使用 Python requests 示例
import requests
import json
import time
BASE_URL = "http://localhost:8000"
# 当前时间,ISO格式
current_time = time.strftime("%Y-%m-%dT%H:%M:%S", time.gmtime())
# 准备 IndexingRequest
indexing_request = {
"task_id": f"task-{int(time.time())}",
"index_name": "my_documents",
"results": [
{
"metadata": {
"title": "示例文档",
"filename": "example.txt",
"language": "zh",
"author": "作者",
"file_size": 1024,
"creation_date": current_time
},
"source": "https://example.com/doc1",
"text": "这是一个示例文档"
}
],
"embedding_dim": 1024
}
# 索引文档
response = requests.post(
f"{BASE_URL}/indices/my_documents/documents",
json=indexing_request,
params={
"embedding_model_name": "jina-embeddings-v2-base-en" # 可选参数:指定嵌入模型
}
)
print(response.json())
# 获取索引信息,包含文件列表
response = requests.get(
f"{BASE_URL}/indices/my_documents/info",
params={"include_files": True}
)
print(json.dumps(response.json(), indent=2, ensure_ascii=False))
# 获取所有索引信息,包含统计
response = requests.get(
f"{BASE_URL}/indices",
params={"include_stats": True}
)
print(json.dumps(response.json(), indent=2, ensure_ascii=False))
# 精确搜索
response = requests.post(
f"{BASE_URL}/indices/search/accurate",
json={
"index_names": ["my_documents", "other_index"],
"query": "示例内容",
"top_k": 3
}
)
print(json.dumps(response.json(), indent=2, ensure_ascii=False))
# 语义搜索
response = requests.post(
f"{BASE_URL}/indices/search/semantic",
json={
"index_names": ["my_documents", "other_index"],
"query": "示例内容",
"top_k": 3
}
)
print(json.dumps(response.json(), indent=2, ensure_ascii=False))
# 混合搜索
response = requests.post(
f"{BASE_URL}/indices/search/hybrid",
json={
"index_names": ["my_documents", "other_index"],
"query": "示例内容",
"top_k": 3,
"weight_accurate": 0.3
}
)
print(json.dumps(response.json(), indent=2, ensure_ascii=False))
完整示例
查看 ElasticSearchCore 类的 main 函数,了解完整功能演示:
# 初始化 ElasticSearchCore
es_core = ElasticSearchCore()
# 获取或创建测试知识库
index_name = "sample_articles"
# 列出所有用户索引
user_indices = es_core.get_user_indices()
for idx in user_indices:
print(f" - {idx}")
# 执行搜索
if index_name in user_indices:
# 精确搜索
query = "Doctor"
accurate_results = es_core.accurate_search(index_name, query, top_k=2)
# 语义搜索
query = "medical professionals in London"
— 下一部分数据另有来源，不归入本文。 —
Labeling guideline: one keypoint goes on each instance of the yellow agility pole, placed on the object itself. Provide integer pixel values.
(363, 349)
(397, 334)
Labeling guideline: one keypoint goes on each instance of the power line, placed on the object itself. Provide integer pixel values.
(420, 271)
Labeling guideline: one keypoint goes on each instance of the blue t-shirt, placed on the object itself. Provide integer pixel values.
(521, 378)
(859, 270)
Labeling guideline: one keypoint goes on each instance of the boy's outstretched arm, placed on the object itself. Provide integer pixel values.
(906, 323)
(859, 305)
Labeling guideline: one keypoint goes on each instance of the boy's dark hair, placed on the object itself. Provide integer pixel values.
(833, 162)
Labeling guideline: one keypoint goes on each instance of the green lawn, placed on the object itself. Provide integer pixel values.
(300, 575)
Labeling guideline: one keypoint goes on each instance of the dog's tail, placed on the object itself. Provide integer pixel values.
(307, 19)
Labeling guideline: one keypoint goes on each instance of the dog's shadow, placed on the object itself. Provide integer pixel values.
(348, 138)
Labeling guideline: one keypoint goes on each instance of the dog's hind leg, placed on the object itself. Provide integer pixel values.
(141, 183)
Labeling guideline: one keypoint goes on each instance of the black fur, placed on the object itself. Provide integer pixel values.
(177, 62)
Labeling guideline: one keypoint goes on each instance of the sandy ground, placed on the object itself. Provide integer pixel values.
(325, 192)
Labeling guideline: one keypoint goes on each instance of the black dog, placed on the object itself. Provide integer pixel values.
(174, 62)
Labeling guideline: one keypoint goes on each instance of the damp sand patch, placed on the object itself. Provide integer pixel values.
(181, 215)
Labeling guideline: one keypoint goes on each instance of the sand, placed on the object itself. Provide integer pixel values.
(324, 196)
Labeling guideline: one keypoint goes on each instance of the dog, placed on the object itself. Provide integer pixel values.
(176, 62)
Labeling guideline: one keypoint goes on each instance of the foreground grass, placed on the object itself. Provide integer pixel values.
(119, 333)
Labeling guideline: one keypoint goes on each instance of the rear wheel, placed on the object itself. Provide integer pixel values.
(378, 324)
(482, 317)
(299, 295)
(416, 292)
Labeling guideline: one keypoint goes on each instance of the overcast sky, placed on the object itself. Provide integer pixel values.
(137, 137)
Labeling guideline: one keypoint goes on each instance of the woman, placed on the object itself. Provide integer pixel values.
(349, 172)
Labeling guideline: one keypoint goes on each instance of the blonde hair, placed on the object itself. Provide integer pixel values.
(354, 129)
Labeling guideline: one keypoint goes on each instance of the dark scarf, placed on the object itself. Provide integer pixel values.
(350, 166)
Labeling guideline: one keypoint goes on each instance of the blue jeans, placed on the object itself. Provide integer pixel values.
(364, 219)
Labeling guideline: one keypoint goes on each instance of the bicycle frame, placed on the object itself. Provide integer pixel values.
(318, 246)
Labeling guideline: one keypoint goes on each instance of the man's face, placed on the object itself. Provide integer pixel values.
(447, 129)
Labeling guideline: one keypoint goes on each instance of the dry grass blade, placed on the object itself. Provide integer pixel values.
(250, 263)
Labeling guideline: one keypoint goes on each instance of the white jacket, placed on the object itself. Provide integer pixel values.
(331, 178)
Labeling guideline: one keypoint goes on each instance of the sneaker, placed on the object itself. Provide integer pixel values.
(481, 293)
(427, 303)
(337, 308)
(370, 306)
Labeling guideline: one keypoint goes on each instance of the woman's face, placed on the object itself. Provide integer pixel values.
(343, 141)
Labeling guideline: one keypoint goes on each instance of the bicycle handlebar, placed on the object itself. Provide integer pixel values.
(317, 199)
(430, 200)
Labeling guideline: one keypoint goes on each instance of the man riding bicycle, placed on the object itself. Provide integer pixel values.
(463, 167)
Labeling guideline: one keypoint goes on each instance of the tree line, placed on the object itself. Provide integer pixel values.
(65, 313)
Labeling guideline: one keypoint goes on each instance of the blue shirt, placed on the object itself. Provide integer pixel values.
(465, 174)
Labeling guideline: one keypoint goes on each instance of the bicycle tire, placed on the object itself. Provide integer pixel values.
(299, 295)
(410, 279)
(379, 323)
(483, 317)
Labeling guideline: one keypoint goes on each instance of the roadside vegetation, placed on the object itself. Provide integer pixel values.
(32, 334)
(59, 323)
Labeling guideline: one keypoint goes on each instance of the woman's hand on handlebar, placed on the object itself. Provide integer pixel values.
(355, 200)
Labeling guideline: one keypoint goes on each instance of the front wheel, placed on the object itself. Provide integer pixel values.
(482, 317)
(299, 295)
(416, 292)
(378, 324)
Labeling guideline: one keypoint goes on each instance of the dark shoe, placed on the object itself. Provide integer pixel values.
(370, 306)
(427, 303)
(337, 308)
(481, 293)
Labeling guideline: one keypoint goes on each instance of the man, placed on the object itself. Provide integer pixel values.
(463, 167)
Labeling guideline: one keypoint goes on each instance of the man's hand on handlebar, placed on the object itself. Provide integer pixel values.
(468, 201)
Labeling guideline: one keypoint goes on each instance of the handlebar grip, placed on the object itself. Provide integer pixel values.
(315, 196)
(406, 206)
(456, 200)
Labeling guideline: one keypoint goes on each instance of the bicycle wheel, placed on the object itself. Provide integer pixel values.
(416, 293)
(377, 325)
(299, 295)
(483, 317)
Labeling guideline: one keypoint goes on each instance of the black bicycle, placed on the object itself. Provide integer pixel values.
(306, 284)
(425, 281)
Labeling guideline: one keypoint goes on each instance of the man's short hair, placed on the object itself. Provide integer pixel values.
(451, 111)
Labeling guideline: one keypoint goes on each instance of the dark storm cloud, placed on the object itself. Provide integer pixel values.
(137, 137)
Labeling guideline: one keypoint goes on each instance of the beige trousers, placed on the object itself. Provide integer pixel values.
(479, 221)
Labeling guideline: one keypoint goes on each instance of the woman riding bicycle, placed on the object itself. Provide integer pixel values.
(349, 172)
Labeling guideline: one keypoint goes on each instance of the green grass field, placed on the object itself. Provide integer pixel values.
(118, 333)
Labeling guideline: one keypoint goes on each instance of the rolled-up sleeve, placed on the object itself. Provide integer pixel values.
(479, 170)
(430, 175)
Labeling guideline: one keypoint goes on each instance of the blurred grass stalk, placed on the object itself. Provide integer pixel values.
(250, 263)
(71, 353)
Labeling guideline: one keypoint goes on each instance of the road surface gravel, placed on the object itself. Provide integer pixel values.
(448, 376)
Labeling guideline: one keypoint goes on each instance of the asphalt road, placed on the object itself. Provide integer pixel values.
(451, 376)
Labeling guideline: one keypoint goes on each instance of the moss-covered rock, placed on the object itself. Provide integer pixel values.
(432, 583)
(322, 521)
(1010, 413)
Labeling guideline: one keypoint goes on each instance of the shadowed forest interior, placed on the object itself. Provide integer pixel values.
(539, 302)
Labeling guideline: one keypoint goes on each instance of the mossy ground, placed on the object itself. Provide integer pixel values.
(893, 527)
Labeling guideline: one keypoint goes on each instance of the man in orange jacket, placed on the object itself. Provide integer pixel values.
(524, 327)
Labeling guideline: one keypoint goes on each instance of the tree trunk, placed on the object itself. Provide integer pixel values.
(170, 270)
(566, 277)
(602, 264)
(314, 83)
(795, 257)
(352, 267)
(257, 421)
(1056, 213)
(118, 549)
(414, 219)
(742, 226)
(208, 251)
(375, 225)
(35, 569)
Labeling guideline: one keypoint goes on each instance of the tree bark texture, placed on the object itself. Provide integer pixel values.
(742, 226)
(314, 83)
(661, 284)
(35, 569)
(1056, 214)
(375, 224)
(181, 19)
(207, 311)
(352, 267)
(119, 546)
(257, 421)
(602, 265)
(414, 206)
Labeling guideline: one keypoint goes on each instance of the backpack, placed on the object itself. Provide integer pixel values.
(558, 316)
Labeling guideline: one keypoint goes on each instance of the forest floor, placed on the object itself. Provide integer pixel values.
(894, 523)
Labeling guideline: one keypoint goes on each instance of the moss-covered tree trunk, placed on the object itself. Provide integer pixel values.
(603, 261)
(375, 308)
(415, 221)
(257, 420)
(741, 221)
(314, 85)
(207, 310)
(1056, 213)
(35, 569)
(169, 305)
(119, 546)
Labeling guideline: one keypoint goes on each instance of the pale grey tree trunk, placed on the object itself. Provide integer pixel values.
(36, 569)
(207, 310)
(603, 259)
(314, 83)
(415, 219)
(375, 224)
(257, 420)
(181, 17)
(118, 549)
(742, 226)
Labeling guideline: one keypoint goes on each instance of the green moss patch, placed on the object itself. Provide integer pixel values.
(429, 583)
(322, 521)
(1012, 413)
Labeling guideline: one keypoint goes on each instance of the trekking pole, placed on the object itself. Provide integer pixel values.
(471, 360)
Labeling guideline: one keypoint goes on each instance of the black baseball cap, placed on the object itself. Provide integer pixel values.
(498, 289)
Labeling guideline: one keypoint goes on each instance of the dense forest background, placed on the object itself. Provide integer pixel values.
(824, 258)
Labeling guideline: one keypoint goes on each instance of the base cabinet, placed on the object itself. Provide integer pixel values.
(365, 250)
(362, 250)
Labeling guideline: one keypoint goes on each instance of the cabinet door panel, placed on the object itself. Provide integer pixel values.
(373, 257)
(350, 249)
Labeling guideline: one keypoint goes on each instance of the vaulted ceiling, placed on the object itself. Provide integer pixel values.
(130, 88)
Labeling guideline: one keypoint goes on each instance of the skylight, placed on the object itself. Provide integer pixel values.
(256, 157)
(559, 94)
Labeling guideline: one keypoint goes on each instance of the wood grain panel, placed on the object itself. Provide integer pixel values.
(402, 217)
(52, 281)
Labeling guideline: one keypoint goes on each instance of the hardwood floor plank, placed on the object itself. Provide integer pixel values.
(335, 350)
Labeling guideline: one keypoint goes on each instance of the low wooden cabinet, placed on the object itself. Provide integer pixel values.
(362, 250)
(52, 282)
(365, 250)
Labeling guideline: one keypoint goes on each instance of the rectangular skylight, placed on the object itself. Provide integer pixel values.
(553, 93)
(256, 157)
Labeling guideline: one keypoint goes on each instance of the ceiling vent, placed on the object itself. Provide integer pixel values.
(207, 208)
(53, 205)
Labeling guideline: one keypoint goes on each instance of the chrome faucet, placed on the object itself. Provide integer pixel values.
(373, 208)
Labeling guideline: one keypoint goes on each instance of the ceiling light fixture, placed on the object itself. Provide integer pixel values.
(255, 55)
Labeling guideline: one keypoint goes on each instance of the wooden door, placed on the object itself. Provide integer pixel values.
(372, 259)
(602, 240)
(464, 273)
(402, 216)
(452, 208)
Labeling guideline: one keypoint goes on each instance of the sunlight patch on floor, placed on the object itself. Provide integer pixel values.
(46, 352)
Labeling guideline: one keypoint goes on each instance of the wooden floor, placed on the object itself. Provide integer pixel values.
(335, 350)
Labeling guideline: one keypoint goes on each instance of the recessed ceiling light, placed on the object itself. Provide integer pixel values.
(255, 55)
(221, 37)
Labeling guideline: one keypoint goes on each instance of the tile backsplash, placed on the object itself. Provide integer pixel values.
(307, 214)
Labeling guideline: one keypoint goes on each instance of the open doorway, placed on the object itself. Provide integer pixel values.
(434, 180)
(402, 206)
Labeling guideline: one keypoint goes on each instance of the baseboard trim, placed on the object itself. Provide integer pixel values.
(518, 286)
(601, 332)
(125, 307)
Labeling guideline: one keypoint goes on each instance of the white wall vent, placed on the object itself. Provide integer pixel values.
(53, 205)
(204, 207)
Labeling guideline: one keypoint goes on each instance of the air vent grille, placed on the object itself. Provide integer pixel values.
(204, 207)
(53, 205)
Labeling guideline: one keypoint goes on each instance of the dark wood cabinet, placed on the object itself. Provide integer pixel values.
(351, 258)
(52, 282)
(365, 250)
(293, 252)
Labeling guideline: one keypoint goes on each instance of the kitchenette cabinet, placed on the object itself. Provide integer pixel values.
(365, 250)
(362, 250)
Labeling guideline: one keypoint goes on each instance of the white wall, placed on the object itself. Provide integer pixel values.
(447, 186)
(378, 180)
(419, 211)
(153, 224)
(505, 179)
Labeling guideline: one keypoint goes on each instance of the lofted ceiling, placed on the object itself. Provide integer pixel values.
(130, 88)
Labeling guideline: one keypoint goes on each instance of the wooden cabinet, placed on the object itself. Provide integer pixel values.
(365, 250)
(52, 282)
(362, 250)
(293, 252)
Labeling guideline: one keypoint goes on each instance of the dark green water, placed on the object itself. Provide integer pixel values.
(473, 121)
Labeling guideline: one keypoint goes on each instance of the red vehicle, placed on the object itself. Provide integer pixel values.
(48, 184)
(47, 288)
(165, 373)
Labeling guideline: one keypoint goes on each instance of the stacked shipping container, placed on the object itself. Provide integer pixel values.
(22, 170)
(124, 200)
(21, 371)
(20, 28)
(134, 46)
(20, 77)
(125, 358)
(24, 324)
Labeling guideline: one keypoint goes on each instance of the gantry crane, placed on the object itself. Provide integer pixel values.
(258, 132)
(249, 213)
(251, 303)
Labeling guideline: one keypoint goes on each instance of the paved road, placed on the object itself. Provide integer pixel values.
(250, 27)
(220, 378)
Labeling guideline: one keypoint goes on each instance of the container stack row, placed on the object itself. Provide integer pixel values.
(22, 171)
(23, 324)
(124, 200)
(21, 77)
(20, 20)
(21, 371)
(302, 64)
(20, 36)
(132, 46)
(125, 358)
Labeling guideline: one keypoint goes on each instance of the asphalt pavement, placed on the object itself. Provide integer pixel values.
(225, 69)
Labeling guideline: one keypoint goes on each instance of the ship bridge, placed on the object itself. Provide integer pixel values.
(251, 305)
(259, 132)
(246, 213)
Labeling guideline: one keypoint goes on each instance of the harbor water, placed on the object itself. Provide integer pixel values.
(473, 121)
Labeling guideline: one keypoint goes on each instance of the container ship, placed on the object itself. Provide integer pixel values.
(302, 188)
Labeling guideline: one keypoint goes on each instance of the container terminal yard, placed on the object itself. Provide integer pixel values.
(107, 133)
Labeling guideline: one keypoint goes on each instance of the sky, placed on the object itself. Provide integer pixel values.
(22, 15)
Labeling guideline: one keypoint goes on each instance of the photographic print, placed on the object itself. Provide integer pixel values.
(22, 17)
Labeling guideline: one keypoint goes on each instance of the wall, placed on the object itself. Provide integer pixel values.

semantic_results = es_core.semantic_search(index_name, query, top_k=2)
# 混合搜索
query = "medical professionals in London"
semantic_results = es_core.hybrid_search(index_name, query, top_k=2, weight_accurate=0.5)
# 获取索引统计信息
stats = es_core.get_index_stats(index_name)
fields = es_core.get_index_mapping(index_name)
unique_sources = es_core.get_unique_sources_count(index_name)
许可证
该项目根据 MIT 许可证授权 - 详情请参阅 LICENSE 文件。